Frognal Grove Including Former Stable Range is a Grade II* listed building in the Camden local planning authority area, England. First listed on 11 August 1950. A C18 House, stable block. 7 related planning applications.
Frognal Grove Including Former Stable Range
- WRENN ID
- fading-remnant-ochre
- Grade
- II*
- Local Planning Authority
- Camden
- Country
- England
- Date first listed
- 11 August 1950
- Type
- House, stable block
- Source
- Historic England listing
Description
Frognal Grove comprises a large house with a former stable block, now subdivided into four semi-detached houses. The main building was constructed circa 1745-50 by Henry Flitcroft for his own residence, with subsequent alterations and additions made over the years. Number 105 represents the original south-east range of the house; Number 107 constitutes the principal block; Number 109 underwent significant late 19th-century work and a 1926 extension; and Number 111 occupies the converted former stable range. The construction materials are painted brick with slated and tiled roofs.
Number 105 originally featured as a two-storey south-east range, with a third storey added in the mid-19th century by G.E. Street, who also added a porch and verandah to the west front. Number 107, the principal block, has a slated, hipped mansard roof incorporating dormers and a wooden, rectangular cupola with segmental openings, a hipped roof, and a weathervane. The design includes three storeys and an attic, displaying four windows to the front. An arched brick and timber pergola, erected before 1894, leads to an architraved doorway with panelled doors and cast-iron entrance gates. Stone detailing is visible at first-floor level, and the windows are characterized by gauged brick flat arches to the recessed sashes, with louvred shutters on the upper floors. A stone cornice and stone-coped brick parapet complete the exterior. Number 109 presents a three-storey facade with three windows, matching the style of Number 107. It was extended in the late 19th century and remodelled in 1926 for Mr and Mrs Ernest Joseph, featuring a wide, five-light canted bowed bay to the rear. Number 111, the northern former stable range, dates to the late 19th century, possibly incorporating some 18th-century elements and later 20th-century alterations. It features a tiled hipped roof with dormers and a gabled Diocletian window, maintaining a single-story design with attics. The building retains former entrances with open pediments and arched niches or fanlights above the doorways.

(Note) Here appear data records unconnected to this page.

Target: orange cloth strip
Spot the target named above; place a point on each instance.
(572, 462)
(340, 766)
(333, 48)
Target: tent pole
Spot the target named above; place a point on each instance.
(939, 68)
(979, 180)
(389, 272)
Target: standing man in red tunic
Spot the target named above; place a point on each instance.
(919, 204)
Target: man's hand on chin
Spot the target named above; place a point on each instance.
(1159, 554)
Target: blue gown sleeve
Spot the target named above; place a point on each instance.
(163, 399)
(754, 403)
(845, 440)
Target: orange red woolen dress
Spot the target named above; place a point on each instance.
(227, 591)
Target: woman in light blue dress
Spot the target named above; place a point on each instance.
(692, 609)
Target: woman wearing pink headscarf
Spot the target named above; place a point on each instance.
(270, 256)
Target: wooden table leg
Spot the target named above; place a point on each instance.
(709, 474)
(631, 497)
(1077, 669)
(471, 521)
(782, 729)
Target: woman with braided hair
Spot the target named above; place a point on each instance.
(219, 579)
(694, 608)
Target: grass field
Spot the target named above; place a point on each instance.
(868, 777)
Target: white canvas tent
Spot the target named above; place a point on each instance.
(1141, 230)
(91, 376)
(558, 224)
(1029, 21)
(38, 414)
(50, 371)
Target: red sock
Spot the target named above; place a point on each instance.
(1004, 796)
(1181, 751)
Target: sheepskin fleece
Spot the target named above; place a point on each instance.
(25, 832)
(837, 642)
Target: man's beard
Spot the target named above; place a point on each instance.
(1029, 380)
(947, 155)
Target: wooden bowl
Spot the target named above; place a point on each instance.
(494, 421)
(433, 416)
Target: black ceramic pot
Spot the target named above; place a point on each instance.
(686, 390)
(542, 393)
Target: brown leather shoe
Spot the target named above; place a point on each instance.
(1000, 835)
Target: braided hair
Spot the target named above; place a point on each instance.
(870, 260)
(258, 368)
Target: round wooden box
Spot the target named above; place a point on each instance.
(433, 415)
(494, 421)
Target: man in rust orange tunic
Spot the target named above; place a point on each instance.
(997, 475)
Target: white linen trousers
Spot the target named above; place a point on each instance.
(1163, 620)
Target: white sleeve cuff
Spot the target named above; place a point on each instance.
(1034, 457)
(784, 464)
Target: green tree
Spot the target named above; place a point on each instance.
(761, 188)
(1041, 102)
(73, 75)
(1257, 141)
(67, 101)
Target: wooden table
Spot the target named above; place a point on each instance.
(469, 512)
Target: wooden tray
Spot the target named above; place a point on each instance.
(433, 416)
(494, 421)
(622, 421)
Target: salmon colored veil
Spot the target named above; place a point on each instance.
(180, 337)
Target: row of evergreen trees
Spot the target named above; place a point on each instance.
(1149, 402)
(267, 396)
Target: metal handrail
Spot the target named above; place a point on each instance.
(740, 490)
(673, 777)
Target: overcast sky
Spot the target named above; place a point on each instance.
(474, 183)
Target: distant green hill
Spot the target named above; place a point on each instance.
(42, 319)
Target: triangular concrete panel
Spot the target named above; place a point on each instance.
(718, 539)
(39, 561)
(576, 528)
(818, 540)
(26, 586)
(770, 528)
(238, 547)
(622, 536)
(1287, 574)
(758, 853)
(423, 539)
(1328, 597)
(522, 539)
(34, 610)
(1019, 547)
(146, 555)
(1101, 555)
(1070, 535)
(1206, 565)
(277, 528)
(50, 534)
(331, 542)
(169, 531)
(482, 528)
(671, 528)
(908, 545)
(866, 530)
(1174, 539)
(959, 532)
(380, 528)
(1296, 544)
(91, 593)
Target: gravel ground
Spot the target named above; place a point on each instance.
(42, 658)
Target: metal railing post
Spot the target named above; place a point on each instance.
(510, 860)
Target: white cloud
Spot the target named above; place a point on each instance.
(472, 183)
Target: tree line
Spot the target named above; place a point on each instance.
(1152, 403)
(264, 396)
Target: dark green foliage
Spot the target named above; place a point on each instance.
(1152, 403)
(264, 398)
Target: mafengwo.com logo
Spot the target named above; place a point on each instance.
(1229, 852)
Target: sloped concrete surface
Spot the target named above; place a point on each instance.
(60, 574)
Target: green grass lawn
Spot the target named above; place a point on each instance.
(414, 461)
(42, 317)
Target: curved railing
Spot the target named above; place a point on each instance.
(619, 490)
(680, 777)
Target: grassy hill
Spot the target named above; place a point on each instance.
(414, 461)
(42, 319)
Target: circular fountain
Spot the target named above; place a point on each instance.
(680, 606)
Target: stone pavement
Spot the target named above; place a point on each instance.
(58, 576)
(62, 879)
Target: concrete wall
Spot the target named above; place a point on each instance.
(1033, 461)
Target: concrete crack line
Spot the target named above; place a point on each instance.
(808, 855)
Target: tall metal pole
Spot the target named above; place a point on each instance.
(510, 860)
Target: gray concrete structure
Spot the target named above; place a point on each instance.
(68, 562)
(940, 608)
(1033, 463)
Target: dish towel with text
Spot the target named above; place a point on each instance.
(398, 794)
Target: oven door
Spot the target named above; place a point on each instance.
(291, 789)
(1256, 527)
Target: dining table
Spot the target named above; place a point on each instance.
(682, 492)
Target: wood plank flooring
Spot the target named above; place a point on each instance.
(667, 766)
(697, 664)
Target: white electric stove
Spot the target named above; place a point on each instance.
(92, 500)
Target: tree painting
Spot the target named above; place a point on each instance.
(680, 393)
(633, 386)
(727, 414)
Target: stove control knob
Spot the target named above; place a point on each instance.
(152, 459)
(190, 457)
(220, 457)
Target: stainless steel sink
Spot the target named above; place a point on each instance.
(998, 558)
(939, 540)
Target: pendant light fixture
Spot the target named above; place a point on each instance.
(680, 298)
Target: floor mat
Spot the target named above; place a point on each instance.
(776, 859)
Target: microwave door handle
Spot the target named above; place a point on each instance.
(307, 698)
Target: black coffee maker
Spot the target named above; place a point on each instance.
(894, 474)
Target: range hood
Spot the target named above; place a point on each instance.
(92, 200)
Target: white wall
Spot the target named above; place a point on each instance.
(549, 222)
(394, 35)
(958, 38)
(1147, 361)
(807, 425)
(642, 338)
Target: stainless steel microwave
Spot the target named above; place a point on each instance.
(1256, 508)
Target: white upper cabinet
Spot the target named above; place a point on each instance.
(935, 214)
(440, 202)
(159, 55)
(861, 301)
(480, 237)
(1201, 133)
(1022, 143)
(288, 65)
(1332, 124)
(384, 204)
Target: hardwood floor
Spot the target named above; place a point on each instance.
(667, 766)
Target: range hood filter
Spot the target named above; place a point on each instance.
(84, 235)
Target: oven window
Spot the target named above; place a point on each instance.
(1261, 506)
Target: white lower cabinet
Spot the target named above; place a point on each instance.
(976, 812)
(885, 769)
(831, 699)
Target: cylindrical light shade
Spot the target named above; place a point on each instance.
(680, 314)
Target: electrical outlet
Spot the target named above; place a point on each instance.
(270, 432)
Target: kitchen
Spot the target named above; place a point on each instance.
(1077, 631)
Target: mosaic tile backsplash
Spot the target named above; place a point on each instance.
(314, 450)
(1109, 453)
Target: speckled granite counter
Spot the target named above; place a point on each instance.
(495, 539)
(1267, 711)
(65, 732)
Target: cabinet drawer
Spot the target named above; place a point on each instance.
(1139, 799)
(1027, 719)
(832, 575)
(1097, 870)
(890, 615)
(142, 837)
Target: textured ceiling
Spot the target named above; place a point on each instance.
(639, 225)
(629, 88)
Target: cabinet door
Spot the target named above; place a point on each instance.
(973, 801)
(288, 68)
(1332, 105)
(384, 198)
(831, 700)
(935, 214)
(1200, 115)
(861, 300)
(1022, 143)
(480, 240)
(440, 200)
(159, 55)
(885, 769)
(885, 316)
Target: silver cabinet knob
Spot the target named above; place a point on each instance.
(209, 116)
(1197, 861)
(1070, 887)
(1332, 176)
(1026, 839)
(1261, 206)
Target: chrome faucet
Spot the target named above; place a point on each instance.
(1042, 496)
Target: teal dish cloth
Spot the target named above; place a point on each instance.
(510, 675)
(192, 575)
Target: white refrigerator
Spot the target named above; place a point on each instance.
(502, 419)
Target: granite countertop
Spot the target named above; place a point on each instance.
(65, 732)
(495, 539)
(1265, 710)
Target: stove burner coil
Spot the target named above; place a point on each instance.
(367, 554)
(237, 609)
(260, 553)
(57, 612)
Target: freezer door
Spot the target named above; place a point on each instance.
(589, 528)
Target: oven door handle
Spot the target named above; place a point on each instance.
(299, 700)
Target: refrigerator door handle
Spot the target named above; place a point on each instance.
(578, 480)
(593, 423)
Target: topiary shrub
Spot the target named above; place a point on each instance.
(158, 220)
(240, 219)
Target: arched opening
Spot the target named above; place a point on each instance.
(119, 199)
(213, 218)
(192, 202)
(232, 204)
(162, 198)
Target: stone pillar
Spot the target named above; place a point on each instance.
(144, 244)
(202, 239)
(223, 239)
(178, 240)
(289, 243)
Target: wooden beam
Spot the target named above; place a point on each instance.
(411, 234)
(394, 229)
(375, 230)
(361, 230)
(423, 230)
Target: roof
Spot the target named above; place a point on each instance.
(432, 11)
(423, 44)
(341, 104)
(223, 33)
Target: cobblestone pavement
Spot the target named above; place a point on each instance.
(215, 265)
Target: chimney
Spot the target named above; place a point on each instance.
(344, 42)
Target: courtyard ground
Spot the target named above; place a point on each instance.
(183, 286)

The interiors remain uninspected. The house’s history reveals that Henry Flitcroft acquired the copyhold of Frognal Grove in 1741 from Thomas Watson-Wentworth, Earl of Malton, replacing an earlier structure from circa 1700. Henry Flitcroft Junior subsequently leased the property, with notable tenants including Edward Montagu, Master in Chancery, residing between 1772 and circa 1794. The house then passed into the Street family, to whom Flitcroft’s great-granddaughter was married. The architect G.E. Street inherited the property in 1871-2 and was responsible for the alterations made. Formerly known as Montagu Lodge, Frognal Grove was subdivided into separate residences in the 1950s.